Thursday, April 23, 2015
4:00 AM
Forum Hall, Palmer Commons, 100 Washtenaw Avenue

A documentary film by Jocelyn Ford. 
The event is FREE and Open to the Public!

Film screening followed by Q&A with the director.

Nowhere To Call Home tells the powerful story of Zanta, a Tibetan woman who moved to Beijing against the wishes of her in-laws so that her young son could get an education. "The film breaks down the sometimes romantic Shangri-La view that Westerners have of Tibet... and offers a shocking portrait of the outright racism... Tibetans face in Chinese parts of the country." The New York Times

SYNOPSIS:  Widowed at 28, Tibetan farmer Zanta defies her tyrannical father-in-law and after her husband's death refuses to marry the family's only surviving son. When Zanta's in-laws won't let her seven-year-old go to school, she flees her village and heads to Beijing where she becomes a street vendor. Destitute and embattled by discrimination, Zanta inveigles a foreign customer into helping pay her boy's school fees. On a New Year's trip back to her village, Zanta's in-laws take her son hostage, drawing the unwitting American into the violent family feud.  The two women forge a partnership to try to out-maneuver the in-laws, who according to tradition get the final say on their grandson.

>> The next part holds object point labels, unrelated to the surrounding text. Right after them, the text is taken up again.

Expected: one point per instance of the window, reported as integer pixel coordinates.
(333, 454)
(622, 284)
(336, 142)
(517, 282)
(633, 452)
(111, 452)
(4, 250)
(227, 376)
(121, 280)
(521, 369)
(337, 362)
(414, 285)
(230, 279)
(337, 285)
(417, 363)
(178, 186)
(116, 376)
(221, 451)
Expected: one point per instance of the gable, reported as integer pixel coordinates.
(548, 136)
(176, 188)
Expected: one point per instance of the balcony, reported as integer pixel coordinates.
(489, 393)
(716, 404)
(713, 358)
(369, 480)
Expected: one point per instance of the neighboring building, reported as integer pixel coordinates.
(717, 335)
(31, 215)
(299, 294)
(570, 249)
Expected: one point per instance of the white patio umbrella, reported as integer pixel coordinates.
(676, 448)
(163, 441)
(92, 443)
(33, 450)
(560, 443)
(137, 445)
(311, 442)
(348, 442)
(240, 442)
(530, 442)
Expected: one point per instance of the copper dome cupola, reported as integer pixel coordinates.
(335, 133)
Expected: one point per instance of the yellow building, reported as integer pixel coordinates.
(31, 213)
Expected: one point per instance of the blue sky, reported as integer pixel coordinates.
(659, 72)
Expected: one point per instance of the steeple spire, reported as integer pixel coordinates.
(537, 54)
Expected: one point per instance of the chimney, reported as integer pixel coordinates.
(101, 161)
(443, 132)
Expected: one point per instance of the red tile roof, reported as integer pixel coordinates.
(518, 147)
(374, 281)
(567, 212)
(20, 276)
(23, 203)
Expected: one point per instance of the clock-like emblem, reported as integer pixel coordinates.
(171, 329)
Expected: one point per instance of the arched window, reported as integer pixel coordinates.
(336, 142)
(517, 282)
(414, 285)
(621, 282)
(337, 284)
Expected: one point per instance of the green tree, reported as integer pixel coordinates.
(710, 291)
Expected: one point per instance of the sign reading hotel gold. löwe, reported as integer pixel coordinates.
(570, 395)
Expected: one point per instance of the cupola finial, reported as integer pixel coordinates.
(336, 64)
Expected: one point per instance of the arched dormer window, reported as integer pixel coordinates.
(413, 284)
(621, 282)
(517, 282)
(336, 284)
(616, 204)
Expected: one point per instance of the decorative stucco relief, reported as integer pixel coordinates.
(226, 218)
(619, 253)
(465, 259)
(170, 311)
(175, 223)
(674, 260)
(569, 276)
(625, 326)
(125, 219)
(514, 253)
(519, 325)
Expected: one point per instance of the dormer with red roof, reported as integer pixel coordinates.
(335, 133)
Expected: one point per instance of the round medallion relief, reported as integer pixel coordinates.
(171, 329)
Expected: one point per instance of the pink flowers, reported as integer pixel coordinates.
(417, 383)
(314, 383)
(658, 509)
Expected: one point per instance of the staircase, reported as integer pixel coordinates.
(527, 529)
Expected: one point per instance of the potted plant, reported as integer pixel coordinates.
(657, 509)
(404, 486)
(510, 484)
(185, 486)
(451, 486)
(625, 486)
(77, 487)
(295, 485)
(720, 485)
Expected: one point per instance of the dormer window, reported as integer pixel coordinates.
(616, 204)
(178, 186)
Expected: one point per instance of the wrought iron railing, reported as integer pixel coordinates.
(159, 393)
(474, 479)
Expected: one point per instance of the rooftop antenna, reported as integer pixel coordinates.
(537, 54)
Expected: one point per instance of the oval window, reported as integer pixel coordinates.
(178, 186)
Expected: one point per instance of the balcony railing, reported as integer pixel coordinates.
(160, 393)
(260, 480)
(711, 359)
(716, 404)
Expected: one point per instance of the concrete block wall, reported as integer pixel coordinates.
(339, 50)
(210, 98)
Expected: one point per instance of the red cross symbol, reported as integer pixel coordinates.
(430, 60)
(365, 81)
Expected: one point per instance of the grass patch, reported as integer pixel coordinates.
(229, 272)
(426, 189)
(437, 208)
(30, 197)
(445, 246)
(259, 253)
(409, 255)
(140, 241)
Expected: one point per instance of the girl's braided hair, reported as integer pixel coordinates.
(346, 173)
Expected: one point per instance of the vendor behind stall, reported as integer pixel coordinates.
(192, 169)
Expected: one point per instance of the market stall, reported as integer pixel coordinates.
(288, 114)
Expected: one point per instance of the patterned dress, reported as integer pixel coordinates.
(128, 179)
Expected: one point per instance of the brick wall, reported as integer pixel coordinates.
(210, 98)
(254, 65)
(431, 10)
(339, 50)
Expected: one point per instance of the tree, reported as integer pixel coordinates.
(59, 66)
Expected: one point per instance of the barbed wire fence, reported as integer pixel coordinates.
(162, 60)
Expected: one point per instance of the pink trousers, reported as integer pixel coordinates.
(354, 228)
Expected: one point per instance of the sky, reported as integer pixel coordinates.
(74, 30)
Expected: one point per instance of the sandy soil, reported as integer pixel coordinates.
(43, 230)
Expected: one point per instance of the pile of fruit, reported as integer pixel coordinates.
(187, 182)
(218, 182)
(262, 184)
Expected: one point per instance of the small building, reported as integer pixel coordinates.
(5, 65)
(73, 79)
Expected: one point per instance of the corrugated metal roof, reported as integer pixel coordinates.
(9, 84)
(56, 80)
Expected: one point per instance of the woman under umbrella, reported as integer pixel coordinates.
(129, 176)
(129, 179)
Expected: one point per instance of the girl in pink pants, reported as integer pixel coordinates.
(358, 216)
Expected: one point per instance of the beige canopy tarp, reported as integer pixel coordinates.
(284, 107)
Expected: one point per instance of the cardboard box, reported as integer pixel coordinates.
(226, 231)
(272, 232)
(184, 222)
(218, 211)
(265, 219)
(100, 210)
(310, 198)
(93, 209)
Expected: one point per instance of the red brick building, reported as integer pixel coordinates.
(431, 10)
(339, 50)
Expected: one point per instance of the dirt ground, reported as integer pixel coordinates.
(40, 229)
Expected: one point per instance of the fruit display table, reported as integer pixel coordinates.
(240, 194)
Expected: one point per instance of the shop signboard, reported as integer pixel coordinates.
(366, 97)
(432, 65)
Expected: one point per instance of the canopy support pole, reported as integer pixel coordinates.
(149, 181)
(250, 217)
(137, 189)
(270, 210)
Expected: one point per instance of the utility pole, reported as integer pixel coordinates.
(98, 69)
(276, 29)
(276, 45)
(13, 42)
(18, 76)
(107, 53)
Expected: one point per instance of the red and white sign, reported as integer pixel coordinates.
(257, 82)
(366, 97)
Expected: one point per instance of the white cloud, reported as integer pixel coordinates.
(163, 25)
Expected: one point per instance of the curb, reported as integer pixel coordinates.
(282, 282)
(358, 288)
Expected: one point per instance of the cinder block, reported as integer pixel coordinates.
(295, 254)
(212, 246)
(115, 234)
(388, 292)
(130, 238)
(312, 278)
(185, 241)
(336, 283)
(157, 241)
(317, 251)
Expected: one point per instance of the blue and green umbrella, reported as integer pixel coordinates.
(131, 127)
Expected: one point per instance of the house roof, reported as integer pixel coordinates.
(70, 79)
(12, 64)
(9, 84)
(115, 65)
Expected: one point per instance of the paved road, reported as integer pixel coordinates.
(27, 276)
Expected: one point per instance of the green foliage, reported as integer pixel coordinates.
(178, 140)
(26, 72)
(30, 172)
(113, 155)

Director: Jocelyn Ford, former Beijing and Tokyo bureau chief for the U.S. public radio show Marketplace, has been based in East Asia for three decades. During three years of filming Nowhere to Call Home, Jocelyn overcame restrictions on access to Tibetan communities to shine light on the complex choices facing Tibetan farmers living in contemporary China, and to lend new insights into the social fragility of the world's fastest rising power.